A atuação da servidora conhecida como Tuca, que atua na Câmara dos Deputados, se tornou objeto de внимattention com a recente decisão do ministro Flávio Dino, do Supremo Tribunal Federal (STF). A servidora é apontada como uma figura central em um esquema de desvios de emendas parlamentares, recebendo respaldo não apenas de seus superiores, mas especificamente do presidente da Câmara, Hugo Motta, do Republicanos.

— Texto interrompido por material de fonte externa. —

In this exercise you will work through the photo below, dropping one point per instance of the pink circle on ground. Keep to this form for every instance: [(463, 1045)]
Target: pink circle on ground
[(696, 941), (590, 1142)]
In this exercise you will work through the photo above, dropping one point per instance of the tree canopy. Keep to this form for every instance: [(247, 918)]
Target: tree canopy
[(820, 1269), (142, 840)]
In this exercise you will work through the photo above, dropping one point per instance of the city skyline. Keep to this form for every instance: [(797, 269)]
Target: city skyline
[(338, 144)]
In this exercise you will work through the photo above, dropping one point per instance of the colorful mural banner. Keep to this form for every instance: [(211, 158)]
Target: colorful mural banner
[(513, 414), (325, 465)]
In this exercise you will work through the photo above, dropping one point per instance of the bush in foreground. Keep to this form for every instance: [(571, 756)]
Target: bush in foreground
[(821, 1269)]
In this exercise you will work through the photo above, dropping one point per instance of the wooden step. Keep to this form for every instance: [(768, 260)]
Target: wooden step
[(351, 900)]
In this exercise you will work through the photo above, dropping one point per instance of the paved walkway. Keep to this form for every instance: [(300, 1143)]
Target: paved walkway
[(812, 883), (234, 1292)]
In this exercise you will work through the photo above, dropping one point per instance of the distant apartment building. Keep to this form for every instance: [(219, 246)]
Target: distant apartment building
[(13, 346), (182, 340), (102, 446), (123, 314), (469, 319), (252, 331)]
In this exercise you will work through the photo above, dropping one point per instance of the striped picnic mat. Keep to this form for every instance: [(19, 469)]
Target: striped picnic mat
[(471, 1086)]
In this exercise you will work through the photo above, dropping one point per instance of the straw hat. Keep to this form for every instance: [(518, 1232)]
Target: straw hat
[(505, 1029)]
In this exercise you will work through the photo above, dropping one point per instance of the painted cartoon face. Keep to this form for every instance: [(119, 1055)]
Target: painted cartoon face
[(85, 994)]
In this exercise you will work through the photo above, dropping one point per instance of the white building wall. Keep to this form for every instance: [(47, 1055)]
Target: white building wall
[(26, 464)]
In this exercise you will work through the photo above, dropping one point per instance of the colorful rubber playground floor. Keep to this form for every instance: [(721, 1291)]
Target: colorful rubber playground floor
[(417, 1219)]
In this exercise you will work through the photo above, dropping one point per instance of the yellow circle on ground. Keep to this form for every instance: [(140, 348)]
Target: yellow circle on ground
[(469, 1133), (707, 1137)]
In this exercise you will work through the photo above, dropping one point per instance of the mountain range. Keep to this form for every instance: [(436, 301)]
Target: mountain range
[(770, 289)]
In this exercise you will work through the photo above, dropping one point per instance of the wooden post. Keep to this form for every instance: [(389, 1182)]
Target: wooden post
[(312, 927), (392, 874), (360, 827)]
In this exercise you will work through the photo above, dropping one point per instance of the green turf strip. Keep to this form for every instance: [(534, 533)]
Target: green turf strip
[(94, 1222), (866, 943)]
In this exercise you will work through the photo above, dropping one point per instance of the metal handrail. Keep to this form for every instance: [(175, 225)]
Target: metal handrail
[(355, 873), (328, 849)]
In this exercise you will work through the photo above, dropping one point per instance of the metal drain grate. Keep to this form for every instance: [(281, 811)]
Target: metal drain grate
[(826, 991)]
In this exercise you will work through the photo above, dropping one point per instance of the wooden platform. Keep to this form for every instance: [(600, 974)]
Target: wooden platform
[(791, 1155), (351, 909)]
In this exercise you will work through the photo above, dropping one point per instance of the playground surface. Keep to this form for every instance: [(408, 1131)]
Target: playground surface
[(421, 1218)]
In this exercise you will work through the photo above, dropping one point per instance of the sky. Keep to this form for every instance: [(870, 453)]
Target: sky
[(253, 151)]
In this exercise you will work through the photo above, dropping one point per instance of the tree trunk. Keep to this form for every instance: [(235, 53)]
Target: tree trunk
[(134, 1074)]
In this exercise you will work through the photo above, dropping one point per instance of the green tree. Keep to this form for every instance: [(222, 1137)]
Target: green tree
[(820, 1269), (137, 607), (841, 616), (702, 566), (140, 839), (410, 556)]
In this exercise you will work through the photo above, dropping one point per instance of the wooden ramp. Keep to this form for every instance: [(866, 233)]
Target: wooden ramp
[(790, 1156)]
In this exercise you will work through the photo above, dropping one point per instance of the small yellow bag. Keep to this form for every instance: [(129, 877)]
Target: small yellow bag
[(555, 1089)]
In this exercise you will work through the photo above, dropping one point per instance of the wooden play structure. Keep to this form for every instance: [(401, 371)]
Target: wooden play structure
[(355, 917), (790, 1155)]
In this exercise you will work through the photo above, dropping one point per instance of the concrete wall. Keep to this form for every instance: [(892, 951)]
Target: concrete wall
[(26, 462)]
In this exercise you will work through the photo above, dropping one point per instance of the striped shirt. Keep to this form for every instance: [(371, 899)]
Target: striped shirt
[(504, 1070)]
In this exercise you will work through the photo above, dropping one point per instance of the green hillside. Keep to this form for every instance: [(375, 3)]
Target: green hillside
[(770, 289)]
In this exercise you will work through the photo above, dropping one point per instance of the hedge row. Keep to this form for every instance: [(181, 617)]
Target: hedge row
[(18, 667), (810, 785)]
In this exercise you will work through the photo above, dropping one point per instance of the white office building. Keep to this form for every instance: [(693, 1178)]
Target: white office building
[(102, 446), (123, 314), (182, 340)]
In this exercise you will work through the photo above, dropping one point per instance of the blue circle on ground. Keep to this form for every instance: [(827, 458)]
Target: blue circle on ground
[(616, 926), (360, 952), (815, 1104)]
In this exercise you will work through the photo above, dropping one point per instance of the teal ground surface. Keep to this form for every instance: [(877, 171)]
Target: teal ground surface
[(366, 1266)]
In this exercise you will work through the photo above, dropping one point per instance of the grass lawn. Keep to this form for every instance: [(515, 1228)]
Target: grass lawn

As informações que embasam as investigações foram levantadas pela Polícia Federal, que ressaltou a relação próxima entre Tuca e diversos parlamentares, incluindo o ex-presidente da Câmara, Eduardo Cunha.

Tuca, que ocupava um cargo de assessoria e recebia um salário considerável de R$ 23.732,92, foi descrita como uma “longa manus” do ex-líder Valdemar Costa Neto, que, por não deter mandato, não poderia indicar emendas. De acordo com o ministro Dino, sua atuação ia além da burocracia, adentrando no que ele qualificou como uma “cogestão irregular”. A investigação sugere que Tuca, em conluio com outros servidores, tinha um papel ativo na organização e direcionamento das emendas, frequentemente desconsiderando critérios técnicos e legais.

Além disso, a Polícia Federal rastreou diálogos entre Tuca e Cunha que revelaram operações que ultrapassavam as atribuições de uma simples assessora. Os documentos analisados indicam que Tuca tinha acesso a informações privilegiadas e, conforme observado, sua sala se tornou um ponto de referência para parlamentares que buscavam facilitar o trâmite de recursos. Durante a atual gestão, Tuca foi vista em diversas reuniões de alto nível, incluindo encontros com membros do governo onde discutia a liberação de verbas.

A profundidade do envolvimento de Tuca com as emendas e sua habilidade em unir deputados e prefeituras sugere um nível de influência significativo. Contudo, esse suposto papel de gestora desencadeou uma onda de preocupação entre os parlamentares, que temem que desdobramentos legais possam impactar diretamente na dinâmica das relações no Congresso. As alegações de irregularidades, conforme mencionadas, foram recebidas com resistência por alguns deputados, que definem a investigação como um ataque à autonomia da Câmara.

Diante dessa situação, muitos parlamentares manifestaram apoio a Tuca, reivindicando seu retorno ao cargo. Enquanto isso, a cúpula da Câmara defende que a investigação não reflete a realidade das emendas e busca demonstrar a legalidade dos processos administrativos. O futuro de Tuca e as possíveis consequências para outros envolvidos permanecem incertos, em um cenário em que a política se entrelaça com questões administrativas sensíveis.